Hikâyeye devam edelim. Etrafınızdan geçen onlarca yüzün çoğuna bakıp kafanızı çeviriyor, yolunuza devam ediyorsunuz. Tam o sırada yüzlerden biri tanıdık geliyor ve dikkatinizi o yöne çevirmenize sebep oluyor. Gördüğünüz kişi sevgiliniz ve üzerinde sizin ona hediye aldığınız sekizgen desenli tişört var. Kalbiniz bir anda hızla çarpmaya başlıyor ve vücudunuzdaki tüm hormonal denge alt üst oluyor çünkü sevgiliniz bir başkasıyla el ele. O an, hafızanıza tabiri caizse kazınıyor. Sevgilinizin endişeli suratı ve üzerindeki sekizgen desenli tişört… Hikayemizi tekrar durduralım ve hafızamızda neler oluyor ufak bir analiz yapalım.
Muhtemelen artık pamuk şekerin bir lira olduğunu ve Fenerbahçe şapkalı çocuğun annesinden pamuk şeker istediğini hatırlamıyorsunuz. Çünkü maruz kaldığınız duygusal uyaran artık pamuk şeker fiyatlarını ve Fenerbahçe şapkalı çocuğu umursamıyor. Bunun yerine sevgilinizin sizinle göz göze geldiği andaki yüz ifadesi ve üzerindeki sekizgen desenli tişört daha çok ilgi çekici geliyor. Akabinde bu an, maruz kaldığınız duygusal uyaran ve ilginin etkisiyle uzunca bir süre unutulmamak üzere kısa süreli bellek durağına hiç uğramadan uzun süreli belleğinizde yerini alıyor.
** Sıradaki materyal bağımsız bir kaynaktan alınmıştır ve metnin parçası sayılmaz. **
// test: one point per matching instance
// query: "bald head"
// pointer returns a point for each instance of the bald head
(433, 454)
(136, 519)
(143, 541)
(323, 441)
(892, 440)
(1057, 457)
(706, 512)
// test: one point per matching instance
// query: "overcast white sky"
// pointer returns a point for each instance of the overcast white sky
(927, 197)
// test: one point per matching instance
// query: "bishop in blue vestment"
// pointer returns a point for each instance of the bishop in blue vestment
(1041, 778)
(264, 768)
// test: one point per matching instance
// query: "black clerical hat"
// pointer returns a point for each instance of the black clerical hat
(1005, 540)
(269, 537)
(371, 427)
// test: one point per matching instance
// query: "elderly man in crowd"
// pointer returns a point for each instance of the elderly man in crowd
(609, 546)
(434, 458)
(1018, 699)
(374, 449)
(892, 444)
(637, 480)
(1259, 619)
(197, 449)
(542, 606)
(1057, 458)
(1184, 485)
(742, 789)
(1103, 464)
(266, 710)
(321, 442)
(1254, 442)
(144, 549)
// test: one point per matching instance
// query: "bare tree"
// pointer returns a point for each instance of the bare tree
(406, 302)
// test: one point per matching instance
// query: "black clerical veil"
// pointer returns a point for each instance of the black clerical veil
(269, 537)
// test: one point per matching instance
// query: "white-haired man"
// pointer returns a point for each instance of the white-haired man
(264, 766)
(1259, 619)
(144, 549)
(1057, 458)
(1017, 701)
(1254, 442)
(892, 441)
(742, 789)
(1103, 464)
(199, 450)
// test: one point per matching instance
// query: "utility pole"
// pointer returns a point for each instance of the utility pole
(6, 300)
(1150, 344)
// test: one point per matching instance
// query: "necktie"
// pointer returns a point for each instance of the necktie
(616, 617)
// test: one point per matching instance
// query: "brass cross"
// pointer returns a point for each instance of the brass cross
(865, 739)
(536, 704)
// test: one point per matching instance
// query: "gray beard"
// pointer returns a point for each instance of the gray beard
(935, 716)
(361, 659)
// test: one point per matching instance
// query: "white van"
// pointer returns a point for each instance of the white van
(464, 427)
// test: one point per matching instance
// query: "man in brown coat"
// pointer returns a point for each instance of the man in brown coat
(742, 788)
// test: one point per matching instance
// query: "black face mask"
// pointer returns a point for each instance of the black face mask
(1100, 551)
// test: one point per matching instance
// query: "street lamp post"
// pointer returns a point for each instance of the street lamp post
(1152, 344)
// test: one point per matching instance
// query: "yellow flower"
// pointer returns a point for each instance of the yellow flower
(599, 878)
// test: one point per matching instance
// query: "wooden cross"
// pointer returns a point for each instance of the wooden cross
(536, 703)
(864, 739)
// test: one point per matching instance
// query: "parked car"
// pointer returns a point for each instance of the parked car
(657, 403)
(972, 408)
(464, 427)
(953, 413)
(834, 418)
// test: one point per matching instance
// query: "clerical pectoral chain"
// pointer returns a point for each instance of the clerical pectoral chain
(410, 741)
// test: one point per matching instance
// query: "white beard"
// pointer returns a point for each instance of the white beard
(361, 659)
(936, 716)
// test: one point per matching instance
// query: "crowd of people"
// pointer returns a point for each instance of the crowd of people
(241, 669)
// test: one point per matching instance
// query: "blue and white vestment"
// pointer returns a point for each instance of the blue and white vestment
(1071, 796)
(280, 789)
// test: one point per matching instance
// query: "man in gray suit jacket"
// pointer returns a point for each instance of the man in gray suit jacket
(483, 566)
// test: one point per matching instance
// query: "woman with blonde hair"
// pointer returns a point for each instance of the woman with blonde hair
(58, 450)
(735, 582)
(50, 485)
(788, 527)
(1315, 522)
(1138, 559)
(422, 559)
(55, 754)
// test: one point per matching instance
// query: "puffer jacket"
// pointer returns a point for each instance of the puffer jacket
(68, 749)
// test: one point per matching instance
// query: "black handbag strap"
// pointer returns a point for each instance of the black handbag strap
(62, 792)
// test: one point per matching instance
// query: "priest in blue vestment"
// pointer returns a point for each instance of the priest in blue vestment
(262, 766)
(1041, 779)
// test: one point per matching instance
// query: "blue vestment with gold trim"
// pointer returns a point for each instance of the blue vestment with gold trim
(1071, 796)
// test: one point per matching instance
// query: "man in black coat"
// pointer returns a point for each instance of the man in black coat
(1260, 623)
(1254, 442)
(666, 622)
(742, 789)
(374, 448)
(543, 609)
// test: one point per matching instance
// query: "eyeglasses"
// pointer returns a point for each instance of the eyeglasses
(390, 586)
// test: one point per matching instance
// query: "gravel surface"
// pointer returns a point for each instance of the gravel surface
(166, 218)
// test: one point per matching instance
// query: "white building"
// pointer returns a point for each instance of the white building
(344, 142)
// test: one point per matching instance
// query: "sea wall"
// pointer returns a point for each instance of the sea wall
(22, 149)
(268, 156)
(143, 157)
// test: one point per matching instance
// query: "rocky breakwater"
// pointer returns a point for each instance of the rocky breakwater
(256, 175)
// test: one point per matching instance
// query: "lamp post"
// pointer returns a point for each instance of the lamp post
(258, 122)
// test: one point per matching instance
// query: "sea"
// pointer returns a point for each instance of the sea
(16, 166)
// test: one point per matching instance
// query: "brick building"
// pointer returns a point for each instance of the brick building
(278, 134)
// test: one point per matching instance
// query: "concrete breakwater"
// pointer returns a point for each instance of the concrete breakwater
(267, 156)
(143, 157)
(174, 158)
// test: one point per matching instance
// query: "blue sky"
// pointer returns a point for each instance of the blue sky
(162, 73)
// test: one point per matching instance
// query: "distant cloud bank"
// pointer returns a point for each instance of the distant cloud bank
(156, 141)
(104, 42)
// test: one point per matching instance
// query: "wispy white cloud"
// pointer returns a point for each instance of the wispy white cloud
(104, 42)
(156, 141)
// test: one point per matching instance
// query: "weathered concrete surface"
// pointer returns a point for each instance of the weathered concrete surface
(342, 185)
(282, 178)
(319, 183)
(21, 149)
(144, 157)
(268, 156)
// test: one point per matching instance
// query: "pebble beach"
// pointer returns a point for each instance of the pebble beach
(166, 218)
Bu ufak hikâyeyle, hafıza konusundaki bazı temel kavramları ve işleyişleri anladığınızı düşünüyor ve makalemin biraz daha bilimsel kısmına doğru geçiş yapıyorum.
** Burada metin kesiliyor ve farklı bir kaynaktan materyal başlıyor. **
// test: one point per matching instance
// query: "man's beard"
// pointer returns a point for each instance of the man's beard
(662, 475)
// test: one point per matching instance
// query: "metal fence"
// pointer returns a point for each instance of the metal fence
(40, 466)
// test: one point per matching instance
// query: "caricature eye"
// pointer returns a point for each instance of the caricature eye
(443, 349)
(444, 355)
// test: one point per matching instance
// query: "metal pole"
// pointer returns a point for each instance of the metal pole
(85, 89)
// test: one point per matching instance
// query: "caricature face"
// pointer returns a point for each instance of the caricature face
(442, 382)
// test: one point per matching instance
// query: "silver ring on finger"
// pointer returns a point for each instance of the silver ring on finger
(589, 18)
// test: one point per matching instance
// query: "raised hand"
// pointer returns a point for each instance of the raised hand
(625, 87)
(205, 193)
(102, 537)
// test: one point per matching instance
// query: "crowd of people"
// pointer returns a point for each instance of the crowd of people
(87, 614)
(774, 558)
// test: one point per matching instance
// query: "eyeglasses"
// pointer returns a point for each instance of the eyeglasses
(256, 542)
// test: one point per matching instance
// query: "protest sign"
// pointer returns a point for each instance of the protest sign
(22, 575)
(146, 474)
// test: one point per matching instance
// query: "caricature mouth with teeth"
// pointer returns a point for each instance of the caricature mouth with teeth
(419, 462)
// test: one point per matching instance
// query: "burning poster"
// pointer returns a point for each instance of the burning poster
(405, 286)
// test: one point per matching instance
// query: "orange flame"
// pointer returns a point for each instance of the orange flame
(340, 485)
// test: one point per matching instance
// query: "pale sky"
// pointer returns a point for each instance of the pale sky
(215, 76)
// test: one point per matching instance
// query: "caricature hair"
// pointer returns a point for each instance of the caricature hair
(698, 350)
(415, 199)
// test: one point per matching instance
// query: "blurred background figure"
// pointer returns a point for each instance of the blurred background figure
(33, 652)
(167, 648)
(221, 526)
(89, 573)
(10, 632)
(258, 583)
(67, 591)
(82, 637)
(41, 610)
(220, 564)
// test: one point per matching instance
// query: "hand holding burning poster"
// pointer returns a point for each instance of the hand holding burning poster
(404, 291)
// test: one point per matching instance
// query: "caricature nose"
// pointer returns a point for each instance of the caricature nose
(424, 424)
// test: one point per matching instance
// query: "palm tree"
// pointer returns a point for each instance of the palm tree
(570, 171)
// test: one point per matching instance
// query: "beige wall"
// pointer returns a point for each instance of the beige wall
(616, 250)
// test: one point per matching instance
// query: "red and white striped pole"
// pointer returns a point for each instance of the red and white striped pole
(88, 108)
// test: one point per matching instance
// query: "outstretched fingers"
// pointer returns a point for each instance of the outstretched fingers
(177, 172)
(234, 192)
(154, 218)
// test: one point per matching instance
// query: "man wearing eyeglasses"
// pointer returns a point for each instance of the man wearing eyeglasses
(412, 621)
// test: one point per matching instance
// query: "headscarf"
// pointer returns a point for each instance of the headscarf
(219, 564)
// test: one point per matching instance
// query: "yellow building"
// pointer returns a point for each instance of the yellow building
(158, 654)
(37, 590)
Konuya Ebbinghaus’u tanıtarak başlamak istiyorum çünkü hafıza dendiğinde akla ilk gelen isim kendisi. 1850’de Almanya’da doğan Psikolog Hermann Ebbinghaus, yürüttüğü çalışmalarla pek çok isme ilham olmuş ve bilim dünyasına önemli miraslar bırakmıştır. Hafıza konusunu bilimsel çerçevede araştıran Ebbinghaus, bu konuda şüphesiz ki bir ilke imza atmıştır. Şimdi kısaca Ebbinghaus hafıza konusunda nasıl bir deney yapmış inceleyelim.
Tek Kişilik Ordu
Ebbinghaus’un temel gayesi, insan hafızasının gücünü bilimsel yollarla test etmekti. Sistem gayet basit: Katılımcılara üç harflik heceler veriyor ve bunları unutma sürelerini hesaplıyordu. Ancak bu hecelerin herhangi bir çağırışım yapmıyor olmasına ve anlamsız olmasına dikkat ediyordu çünkü çağırışım yapacak heceler (JOP: Bildiğimiz polis jopu gibi) araştırmanın doğru sonuç vermesini engelleyecek nitelikteydi. Deneye tâbi tuttuğu insanlardan, örneğin GAK veya JEK gibi kişide bir çağrışım uyandırmayan, manasız heceleri ezberlemesini istiyordu. Bu metotla 2.300 hece oluşturan Ebbinghaus, 1879-1880 ve 1883-1884 yılları arasında bu deneyi periyotlar halinde icra etti. Deneyle ilgili önemli bir detay da sadece bir katılımcının bu deneyde yer almasıydı ve o katılımcı da Ebbinghaus’un kendisiydi.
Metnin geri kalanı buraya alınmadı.